Passing from thence, Jesus happened upon one of the most despised types in the society of that age, a tax collector.  Apparently these publicans were held in even lower esteem than our modern day IRS.  Yet, even among the hated and wicked of this world the Lord Jesus has His sheep whom He must call out.  Though Matthew was a man of some means, yet when he heard the divine command, “Follow me,” at once he forsook his comfortable, secure life to follow after that Man Who had not where to lay His head.

Immediately also, upon being called into the service of the Lord Jesus, Matthew had the Lord into his house for dinner.  Also present were many “publicans and sinners,” the riffraff of society as it were, all of them eager to hear the words of this Man from Nazareth.  Very different this from the blasphemous picture so often painted today of Jesus going into the brothels and bars to honky-tonk with sinners.  Rather, we see Jesus in the house of one of His followers, and the sinners coming to Him, not in order to draw Him into their sinful vanities, but rather to hear from Him the wonderful words of life.  They came to Him as those who were sick, needing a Physician.  They came to Him as sinners, to be called unto repentance.  This the blasphemers of our day utterly leave out.  Repentance is a foreign notion to them, but with Christ it was an absolute necessity.  He would welcome even the basest of sinners into His presence, but He did so that He might command them to repent, to confess and forsake their evil ways, so that they might take up the cross and follow after Him.  Our Lord Jesus never aided nor abetted men in their sin.  He showed compassion upon even the lowlifes of society, but forevermore His message to great sinners was what He commanded the adulterous woman of John 8, “Go, and sin no more.”

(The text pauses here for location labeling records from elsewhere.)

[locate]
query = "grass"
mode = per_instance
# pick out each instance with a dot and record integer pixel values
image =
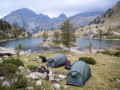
(104, 72)
(80, 34)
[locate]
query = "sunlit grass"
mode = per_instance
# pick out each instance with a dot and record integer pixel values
(104, 72)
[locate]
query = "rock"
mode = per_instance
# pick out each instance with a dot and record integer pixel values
(22, 53)
(13, 80)
(62, 76)
(28, 70)
(18, 72)
(1, 59)
(33, 76)
(38, 83)
(30, 88)
(34, 60)
(6, 83)
(29, 50)
(57, 80)
(5, 56)
(66, 86)
(21, 68)
(28, 54)
(69, 56)
(41, 75)
(37, 57)
(57, 86)
(26, 59)
(118, 80)
(2, 78)
(51, 75)
(7, 50)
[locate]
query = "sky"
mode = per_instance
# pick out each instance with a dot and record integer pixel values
(54, 8)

But the self-righteous hypocrites of that age thought these sinners beneath contempt, unworthy of the mercy of God, nor of the attention of this young rabbi.  As they so often did, the Pharisees first confronted the Lord’s disciples, demanding how He could eat (mealtime was then a time of fellowship) with publicans and sinners.  But when Jesus heard their proud objections, He took the opportunity to preach the Gospel, and show for what reason He had come into the world.  He came as a Physician to heal those who were terminally ill with the disease of sin.  Those who recognize their native depravity, and realize that they are utterly incapable of curing themselves, soon learn to seek after the great Physician.  The Pharisees would not seek Him, because they thought themselves hale and hearty, perfectly acceptable to God because of their virtuous standing in society.  Those who do not see their sin in its true light will never see their need of Christ, and will never flee to Him.  Happily, very often the Lord grants even the scum of society to see themselves for what they are, wretched sinners condemned in the sight of a holy God, whose only hope is that their filthy garments be exchanged for that glorious robe of righteousness prophesied of by Isaiah.  This the publicans and sinners in Matthew’s house did.  They came to the right source, and were granted faith and repentance by the grace of the Lord Jesus.

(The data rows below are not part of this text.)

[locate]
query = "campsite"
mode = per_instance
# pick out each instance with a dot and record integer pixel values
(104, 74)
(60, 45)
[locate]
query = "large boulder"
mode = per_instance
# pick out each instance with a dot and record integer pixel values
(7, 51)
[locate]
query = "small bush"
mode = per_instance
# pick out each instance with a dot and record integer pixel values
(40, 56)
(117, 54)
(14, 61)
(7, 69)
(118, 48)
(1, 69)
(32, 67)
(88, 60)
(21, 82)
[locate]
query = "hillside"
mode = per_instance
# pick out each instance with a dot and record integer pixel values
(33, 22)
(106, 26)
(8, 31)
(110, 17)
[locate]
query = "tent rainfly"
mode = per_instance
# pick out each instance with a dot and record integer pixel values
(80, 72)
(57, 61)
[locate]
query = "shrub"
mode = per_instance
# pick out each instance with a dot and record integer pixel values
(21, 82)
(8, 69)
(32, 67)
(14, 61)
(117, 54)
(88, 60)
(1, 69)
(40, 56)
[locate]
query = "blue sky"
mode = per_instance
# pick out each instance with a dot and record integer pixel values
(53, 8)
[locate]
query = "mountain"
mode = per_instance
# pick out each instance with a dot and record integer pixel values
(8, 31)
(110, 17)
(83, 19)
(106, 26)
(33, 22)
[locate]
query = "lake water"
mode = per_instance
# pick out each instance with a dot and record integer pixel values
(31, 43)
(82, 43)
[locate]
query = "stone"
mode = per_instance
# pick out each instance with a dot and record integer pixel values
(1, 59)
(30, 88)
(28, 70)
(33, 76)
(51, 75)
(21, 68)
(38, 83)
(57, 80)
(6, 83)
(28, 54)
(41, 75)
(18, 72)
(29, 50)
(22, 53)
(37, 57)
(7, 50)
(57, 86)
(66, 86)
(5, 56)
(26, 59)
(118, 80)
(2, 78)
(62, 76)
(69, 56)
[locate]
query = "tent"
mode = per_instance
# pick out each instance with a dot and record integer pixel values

Christ warns His enemies to hearken to that line from Hosea, “I will have mercy and not sacrifice.”  Be not so much concerned with the punctual performance of religious ritual as with showing mercy upon the needy, and enabling insofar as we are able the seeking sinner to obtain the grace of God.  The rigorous performance of rites and ceremonies is useless unless the heart be purified by faith, and we walk righteously before God.  This the Pharisees should have learned through their study of the prophets.  Instead, they thought themselves righteous before God simply for being sons of Abraham, and because they adhered to the letter of the law.  Thinking themselves righteous due to their own good efforts, they had no sympathy for those who had fallen into sin.  Much different is the attitude of the Sun of Righteousness, Who alone among men had the right to turn His nose up at sinners, for in Him was no sin.  But His heart also overflowed with grace, and it was His delight to turn sinners into the ways of God.  “I came not to call the righteous, but sinners to repentance.”  For every one who sees himself to be a sinner, this is the happiest news in all of the Word of God.